Figure 5. Gsdf and Sox9a2 are potential downstream targets of Dmy.

Figure 5

(A) In vivo chromatin immunoprecipitation analysis of candidate Dmy targets. Relative expression to control input was calculated using real-time PCR and plotted on the graph. Data are presented as means ± SEM of 4 separate experiments and significances (p < 0.05) are denoted by different letters. (B) Effects of Dmy overexpression on Gsdf and Sox9a2 promoter activity (upper panel) and mRNA transcription (lower panel) were ascertained. (C) Differences in Dmy expression between control (white columns) and olvas-eGFP-Dmy-KD co-injected with Gsdf-cherry and Sox9a2-cyan (grey columns) XY embryos during gonadal differentiation (S20-S39) were assessed using real-time PCR. (D) Representative images showing the germ cell distribution in Olvas-eGFP-control XX, Olvas-eGFP-Dmy-KD-XY embryos at S39 after control (upper panel) and Gsdf/Sox9a2 (lower panel) mRNA injection.
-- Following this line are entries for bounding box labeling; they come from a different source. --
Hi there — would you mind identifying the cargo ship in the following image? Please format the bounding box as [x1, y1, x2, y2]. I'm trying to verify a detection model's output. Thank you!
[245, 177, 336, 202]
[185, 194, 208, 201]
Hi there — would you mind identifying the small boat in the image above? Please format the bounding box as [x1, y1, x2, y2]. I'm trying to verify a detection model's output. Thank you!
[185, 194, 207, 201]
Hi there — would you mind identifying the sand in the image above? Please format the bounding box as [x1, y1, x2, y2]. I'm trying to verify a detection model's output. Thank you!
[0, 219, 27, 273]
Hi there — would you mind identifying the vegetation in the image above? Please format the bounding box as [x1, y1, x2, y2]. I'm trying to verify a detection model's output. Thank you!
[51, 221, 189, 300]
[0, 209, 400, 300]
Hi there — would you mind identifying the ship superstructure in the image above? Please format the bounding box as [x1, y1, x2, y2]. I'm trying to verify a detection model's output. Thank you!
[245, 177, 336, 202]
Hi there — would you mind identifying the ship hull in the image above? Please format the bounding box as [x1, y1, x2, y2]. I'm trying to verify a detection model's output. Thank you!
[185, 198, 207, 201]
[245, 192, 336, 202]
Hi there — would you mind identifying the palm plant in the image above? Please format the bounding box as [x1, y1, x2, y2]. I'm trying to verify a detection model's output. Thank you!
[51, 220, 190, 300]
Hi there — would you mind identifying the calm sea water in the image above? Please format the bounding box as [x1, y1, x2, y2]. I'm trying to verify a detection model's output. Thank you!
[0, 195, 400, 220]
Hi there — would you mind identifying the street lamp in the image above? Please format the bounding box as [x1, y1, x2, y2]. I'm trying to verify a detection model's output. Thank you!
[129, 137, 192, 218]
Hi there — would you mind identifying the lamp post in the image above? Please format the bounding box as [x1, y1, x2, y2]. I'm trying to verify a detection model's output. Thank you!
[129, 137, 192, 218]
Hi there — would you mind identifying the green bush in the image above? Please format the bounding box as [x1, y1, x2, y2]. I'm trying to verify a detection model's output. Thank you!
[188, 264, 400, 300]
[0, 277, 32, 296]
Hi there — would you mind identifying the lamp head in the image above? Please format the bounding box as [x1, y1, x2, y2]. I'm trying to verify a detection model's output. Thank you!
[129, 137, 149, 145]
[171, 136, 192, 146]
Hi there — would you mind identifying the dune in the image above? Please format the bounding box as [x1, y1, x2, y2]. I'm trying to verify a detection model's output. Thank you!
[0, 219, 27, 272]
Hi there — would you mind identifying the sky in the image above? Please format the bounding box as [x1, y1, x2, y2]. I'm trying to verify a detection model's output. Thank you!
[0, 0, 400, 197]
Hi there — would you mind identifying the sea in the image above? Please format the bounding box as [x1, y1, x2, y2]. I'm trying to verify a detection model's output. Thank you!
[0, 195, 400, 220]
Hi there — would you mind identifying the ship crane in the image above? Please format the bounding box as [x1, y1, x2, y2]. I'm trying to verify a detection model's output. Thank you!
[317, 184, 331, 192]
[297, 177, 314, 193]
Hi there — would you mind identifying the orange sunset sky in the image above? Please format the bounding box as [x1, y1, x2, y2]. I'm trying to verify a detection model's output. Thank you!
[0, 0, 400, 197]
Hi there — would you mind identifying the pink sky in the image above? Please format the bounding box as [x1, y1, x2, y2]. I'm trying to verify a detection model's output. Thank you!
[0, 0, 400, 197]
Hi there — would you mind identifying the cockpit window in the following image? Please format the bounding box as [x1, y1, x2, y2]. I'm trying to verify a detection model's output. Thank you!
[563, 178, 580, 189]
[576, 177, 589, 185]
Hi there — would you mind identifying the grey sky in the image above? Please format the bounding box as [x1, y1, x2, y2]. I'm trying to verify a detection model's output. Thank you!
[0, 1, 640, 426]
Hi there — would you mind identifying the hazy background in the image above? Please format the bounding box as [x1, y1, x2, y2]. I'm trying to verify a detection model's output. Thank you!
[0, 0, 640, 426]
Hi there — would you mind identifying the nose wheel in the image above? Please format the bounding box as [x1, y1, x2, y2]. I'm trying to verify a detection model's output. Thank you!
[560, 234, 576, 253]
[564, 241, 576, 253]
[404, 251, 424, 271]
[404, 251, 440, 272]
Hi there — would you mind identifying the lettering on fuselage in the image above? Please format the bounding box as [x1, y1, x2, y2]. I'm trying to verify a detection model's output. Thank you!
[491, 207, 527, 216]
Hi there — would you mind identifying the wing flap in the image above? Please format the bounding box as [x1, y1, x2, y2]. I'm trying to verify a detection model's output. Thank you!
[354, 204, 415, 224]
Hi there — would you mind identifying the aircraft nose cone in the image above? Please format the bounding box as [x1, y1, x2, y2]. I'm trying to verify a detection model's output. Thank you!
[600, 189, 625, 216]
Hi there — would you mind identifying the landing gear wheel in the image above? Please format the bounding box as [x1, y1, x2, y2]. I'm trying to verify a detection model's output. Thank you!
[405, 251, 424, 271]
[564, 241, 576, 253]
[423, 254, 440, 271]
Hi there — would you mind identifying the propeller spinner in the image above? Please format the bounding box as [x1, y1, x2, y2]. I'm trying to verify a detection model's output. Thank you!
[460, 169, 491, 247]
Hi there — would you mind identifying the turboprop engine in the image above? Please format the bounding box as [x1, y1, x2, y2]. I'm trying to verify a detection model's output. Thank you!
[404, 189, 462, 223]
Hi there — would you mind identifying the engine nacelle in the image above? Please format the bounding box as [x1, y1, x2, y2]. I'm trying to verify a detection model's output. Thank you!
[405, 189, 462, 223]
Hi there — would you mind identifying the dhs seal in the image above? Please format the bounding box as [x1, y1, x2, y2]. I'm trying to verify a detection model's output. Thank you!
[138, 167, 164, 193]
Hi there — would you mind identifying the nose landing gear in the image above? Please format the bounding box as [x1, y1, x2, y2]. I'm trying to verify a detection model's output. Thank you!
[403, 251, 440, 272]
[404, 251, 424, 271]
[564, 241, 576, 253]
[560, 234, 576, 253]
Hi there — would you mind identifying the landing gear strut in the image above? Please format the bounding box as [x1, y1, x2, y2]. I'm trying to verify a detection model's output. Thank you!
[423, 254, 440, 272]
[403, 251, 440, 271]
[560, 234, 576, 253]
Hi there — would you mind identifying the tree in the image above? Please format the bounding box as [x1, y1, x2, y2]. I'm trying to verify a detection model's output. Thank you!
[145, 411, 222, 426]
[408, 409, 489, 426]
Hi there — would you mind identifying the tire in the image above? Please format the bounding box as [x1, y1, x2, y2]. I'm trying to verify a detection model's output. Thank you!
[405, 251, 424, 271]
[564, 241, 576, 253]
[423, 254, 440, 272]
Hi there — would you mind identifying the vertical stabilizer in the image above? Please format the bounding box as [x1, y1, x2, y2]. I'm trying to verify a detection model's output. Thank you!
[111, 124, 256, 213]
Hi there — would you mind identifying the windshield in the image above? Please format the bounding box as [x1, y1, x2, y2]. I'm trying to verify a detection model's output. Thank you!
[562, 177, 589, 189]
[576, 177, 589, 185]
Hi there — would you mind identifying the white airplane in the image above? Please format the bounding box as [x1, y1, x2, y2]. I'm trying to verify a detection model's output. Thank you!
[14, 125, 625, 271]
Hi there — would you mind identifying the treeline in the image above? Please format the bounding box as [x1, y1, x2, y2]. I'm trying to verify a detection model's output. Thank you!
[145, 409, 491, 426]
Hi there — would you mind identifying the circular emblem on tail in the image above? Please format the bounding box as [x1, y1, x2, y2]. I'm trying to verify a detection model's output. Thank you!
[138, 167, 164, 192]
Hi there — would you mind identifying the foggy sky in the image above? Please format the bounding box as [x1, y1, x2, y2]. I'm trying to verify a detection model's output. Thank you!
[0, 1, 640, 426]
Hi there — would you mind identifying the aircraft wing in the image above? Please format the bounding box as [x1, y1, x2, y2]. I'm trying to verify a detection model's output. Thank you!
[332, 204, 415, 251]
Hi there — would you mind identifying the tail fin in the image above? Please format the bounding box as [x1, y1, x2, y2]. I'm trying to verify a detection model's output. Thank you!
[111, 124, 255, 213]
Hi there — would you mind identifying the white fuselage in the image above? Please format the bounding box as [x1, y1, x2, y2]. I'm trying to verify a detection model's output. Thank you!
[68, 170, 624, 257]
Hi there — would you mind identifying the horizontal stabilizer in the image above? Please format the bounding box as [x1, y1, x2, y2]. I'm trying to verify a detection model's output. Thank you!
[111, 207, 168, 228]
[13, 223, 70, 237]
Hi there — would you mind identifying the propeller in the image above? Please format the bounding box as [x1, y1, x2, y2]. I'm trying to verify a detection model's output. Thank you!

Isolated and cluster germ cells are marked with ‘*’ and ‘#’, respectively. Note: Clustered germ cells are representative of female type gonadal development (N = 9/ group). (E) The total number of germ cells was plotted (Y-axis) against different injected groups (X-axis). Data are presented as means of 10 individuals (error bars represent SEM). Different letters (a–d) indicate significant differences from other groups at p < 0.05. Note: C, G, S, and G + S represents PBS, Gsdf-cherry, Sox9a2-cyan, and Gsdf-cherry/Sox9a2-cyan mRNA injected embryos, respectively. (F) The gonadal sexuality of olvas-eGFP-Dmy-KD embryos co-overexpressed with Gsdf-Sox9a2 (N = 7) was assessed at maturity. (Scale bar, 20 μm).